In case you haven't ate clams, this is what is inside. I think they are delicious. But this was a first, I'd never seen them dried before.
Lunch time!  We went upstairs to enjoy some very fresh fish.  Here are our sidedishes.  Crab legs (my favorite), shell things??, sweet potatoes, fish, kimchi, seaweed, peapods, and some salad.
 I had never eaten these before...I don't know what they were.  They were pretty good though.
 Fish
 crab legs
 Seafood in Korea can be difficult to eat at times because they don't really serve it, "ready-to-eat."  There is a bit of work involved.  There are no tools given with the crab legs.  Here, Rozalia is trying to get some meat out with her chopsticks...haha.  This is when the Koreans look at us funny and laugh.

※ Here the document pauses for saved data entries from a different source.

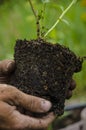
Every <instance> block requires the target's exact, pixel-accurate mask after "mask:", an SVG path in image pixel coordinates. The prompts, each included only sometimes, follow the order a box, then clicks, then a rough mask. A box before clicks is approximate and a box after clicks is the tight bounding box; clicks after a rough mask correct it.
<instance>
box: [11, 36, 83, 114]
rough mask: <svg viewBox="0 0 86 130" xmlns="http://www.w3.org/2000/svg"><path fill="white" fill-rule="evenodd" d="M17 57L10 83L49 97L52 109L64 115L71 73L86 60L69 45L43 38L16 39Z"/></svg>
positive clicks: (41, 96)
mask: <svg viewBox="0 0 86 130" xmlns="http://www.w3.org/2000/svg"><path fill="white" fill-rule="evenodd" d="M14 60H15V63H16V69H15V72H14V73H13V75H12V77H11V81H10V84H11V85H15V86H16V87H17V88H19V89H20V90H22V91H23V92H25V93H28V94H31V95H35V96H38V97H42V98H45V99H47V100H50V101H51V102H52V104H53V106H52V109H51V110H52V111H54V112H55V113H56V114H57V115H61V114H63V112H64V102H65V99H66V93H67V91H68V88H69V86H70V82H71V79H72V76H73V74H74V72H79V71H81V68H82V62H83V61H82V60H81V59H80V58H78V57H77V56H76V55H75V54H74V53H73V52H72V51H70V50H69V49H68V48H66V47H64V46H61V45H59V44H51V43H48V42H46V41H44V40H42V39H37V40H31V41H27V40H17V42H16V46H15V54H14Z"/></svg>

 Korean Seafood Pancake...love these!  I have to figure out how to make them!
 Shrimp.
 And now for the main course...sashimi...raw fish on a bed of noodles.  I love the fake bonsei tree for ambience.
 I like this photo because it looks like the man in the poster is joining us.
 Dip the sashimi in the sauce and eat...delish!
 We also had barbequed fish.  Again, it never comes "ready-to-eat" but I've learned to de-bone my fish with chopsticks quite well by now.
 You use a toothpick to pick out the "meat" in the shell...
 Korean food often ends with some soup.  Here we have a delicious fish soup.
 I saw this building on the way back to the hotel.  I guess they can get away with it because no one really knows what it means.
Well, that about wraps up my time in Busan.  Busan is the second largest city in Korea and is located in the southeast.  It is a huge port city.  I really like Busan because it is a big city that has everything you need, beautiful beaches, and it isn't as fast-paced as Seoul.  The people seemed a bit more friendly and not so high-strung.  I hope to make it back to Busan.